But LLMs have limitations. ChatGPT‐3.5 demonstrated an 83% error rate when applied to 100 challenging paediatric cases, underscoring the need to avoid unrepresentative training datasets.39 In another study, the differential diagnosis created by GPT‐4 across 18 standardised clinical vignettes were more likely to include diagnoses that stereotyped certain races, ethnicities and genders.40 ChatGPT is also often inaccurate when used by patients to self‐diagnose and self‐triage,41,42 suggesting research should, for the moment, remain focused on clinician‐facing applications.

Future directions

Several innovations will likely move LLM‐assisted diagnosis towards prime‐time use. Biomedically trained LLMs, such as Med‐PaLM‐2, augmented with real‐time access to additional, up‐to‐date medical information, semantic knowledge graphs, reinforcement learning with human feedback and optimised prompt engineering, will develop accuracy superior to models such as GPT‐4 trained on internet data of variable quality.27,43 Multimodal LLMs are emerging that can process not only text but also numerical, image, video and audio data, further enhancing performance. For example, an LLM trained on both text and images (GPT‐4 with Vision version), when compared with human respondents across 934 cases from the New England Journal of Medicine Image Challenge and 69 clinicopathological conferences (New England Journal of Medicine), achieved an overall diagnostic accuracy of 61% versus 49%, with longer, more informative captions increasing performance.44 Another study found a diagnostic LLM trained on multimodal data from real‐world EMRs outperformed text‐based models.45

But there are challenges. Studies of diagnostic LLMs have involved laboratory‐based vignettes that may not represent usual clinical practice where diagnoses unfold temporally with recursive question‐answering interactions involving clinicians and patients. Variations in patient populations, clinical settings and data quality may degrade model performance. Embedding cognitive bias mitigations into the design of LLM applications and their user interfaces, and implementing LLMs in ways that blend with clinician workflows are required.46 Randomised trials involving clinicians diagnosing acute clinical scenarios in real‐world settings, with and without LLM assistance, are needed. Clinicians will still need to critically appraise the differential diagnosis and associated rationales in terms of their consistency with the clinical data, their correctness and level of relevant detail (ie, specificity), their usefulness in pointing towards the correct diagnosis, and their similarity to the way humans think.26 Clinicians will also have to validate LLM performance on local datasets, use prompts with LLMs correctly,47 and avoid over‐reliance on model outputs. Regulatory approval and monitoring of LLM quality management systems will be required to preserve data privacy, ensure transparency and fairness, determine medical liability for harm and guarantee LLMs remain effective and safe over their life cycle.48 The Therapeutic Goods Administration of Australia has stated that LLM developers must understand and demonstrate the sources and quality of text inputs used to train and test the model, in addition to showing how the data are relevant and appropriate for use on Australian populations.49 Although LLM‐assisted diagnosis is not yet ready for prime time use, it may not be far off.

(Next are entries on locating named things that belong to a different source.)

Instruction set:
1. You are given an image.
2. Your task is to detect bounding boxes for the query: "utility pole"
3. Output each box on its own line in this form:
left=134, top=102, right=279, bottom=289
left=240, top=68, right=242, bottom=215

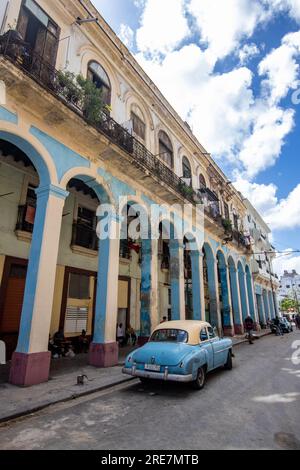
left=292, top=283, right=300, bottom=314
left=265, top=251, right=278, bottom=316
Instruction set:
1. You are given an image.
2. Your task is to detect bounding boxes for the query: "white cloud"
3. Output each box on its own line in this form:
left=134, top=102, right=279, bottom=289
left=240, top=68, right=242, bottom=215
left=234, top=178, right=300, bottom=230
left=136, top=0, right=189, bottom=56
left=189, top=0, right=270, bottom=60
left=119, top=23, right=135, bottom=49
left=239, top=101, right=295, bottom=178
left=238, top=43, right=260, bottom=65
left=273, top=248, right=300, bottom=275
left=263, top=0, right=300, bottom=22
left=258, top=31, right=300, bottom=103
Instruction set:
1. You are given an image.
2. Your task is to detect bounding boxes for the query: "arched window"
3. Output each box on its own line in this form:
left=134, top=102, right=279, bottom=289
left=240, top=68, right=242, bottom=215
left=158, top=131, right=174, bottom=168
left=199, top=174, right=206, bottom=189
left=130, top=104, right=146, bottom=142
left=182, top=157, right=192, bottom=186
left=88, top=62, right=111, bottom=106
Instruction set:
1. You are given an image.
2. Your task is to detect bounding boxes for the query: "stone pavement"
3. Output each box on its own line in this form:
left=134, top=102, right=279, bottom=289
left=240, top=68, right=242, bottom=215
left=0, top=330, right=270, bottom=423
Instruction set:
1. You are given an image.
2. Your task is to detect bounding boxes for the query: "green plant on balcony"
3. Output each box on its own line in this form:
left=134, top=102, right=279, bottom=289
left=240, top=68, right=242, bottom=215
left=57, top=71, right=108, bottom=125
left=222, top=219, right=232, bottom=233
left=178, top=183, right=194, bottom=198
left=77, top=75, right=107, bottom=124
left=57, top=70, right=83, bottom=105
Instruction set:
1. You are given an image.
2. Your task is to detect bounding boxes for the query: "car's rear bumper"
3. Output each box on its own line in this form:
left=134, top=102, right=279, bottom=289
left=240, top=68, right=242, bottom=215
left=122, top=367, right=193, bottom=382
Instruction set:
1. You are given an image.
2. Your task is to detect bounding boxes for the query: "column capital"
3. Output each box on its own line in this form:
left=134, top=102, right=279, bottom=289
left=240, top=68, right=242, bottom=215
left=35, top=184, right=69, bottom=200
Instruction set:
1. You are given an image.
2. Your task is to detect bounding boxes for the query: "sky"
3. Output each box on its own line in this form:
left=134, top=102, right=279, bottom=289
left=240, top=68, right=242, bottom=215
left=93, top=0, right=300, bottom=274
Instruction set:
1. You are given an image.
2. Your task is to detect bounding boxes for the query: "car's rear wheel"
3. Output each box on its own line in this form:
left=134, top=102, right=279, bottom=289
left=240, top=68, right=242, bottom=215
left=224, top=351, right=233, bottom=370
left=193, top=367, right=206, bottom=390
left=140, top=377, right=151, bottom=386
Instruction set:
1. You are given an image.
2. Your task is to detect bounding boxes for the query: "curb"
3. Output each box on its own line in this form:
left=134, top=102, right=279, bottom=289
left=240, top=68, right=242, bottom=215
left=0, top=377, right=135, bottom=425
left=0, top=332, right=272, bottom=425
left=233, top=331, right=272, bottom=348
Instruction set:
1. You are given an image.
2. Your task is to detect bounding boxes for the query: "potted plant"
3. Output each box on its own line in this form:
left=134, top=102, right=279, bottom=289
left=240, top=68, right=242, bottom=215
left=222, top=219, right=232, bottom=233
left=57, top=70, right=83, bottom=105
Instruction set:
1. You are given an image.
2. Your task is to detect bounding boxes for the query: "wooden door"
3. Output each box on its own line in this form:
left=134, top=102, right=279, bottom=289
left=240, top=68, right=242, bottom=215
left=0, top=258, right=27, bottom=360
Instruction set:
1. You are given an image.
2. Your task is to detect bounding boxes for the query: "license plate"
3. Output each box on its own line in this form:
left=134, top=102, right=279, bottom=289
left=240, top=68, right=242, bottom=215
left=145, top=364, right=160, bottom=372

Box – Brief overview of how large language models (LLMs) work

LLMs are sequence‐to‐sequence learners. They create output by answering a prompt. Given this sequence of words (eg, a clinical vignette), LLMs generate a highly likely sequence of words that would occur after this, based on the training data.

LLMs are trained using machine learning techniques, typically based on huge corpora of text. ChatGPT, for example, is trained on a large amount of publicly available internet data.

Unlike humans, LLMs have no abstract or causal models of the world, and they operate only when prompted.

Given these points, LLMs can give drastically wrong answers, make up information, and give very different answers to the same query posed twice.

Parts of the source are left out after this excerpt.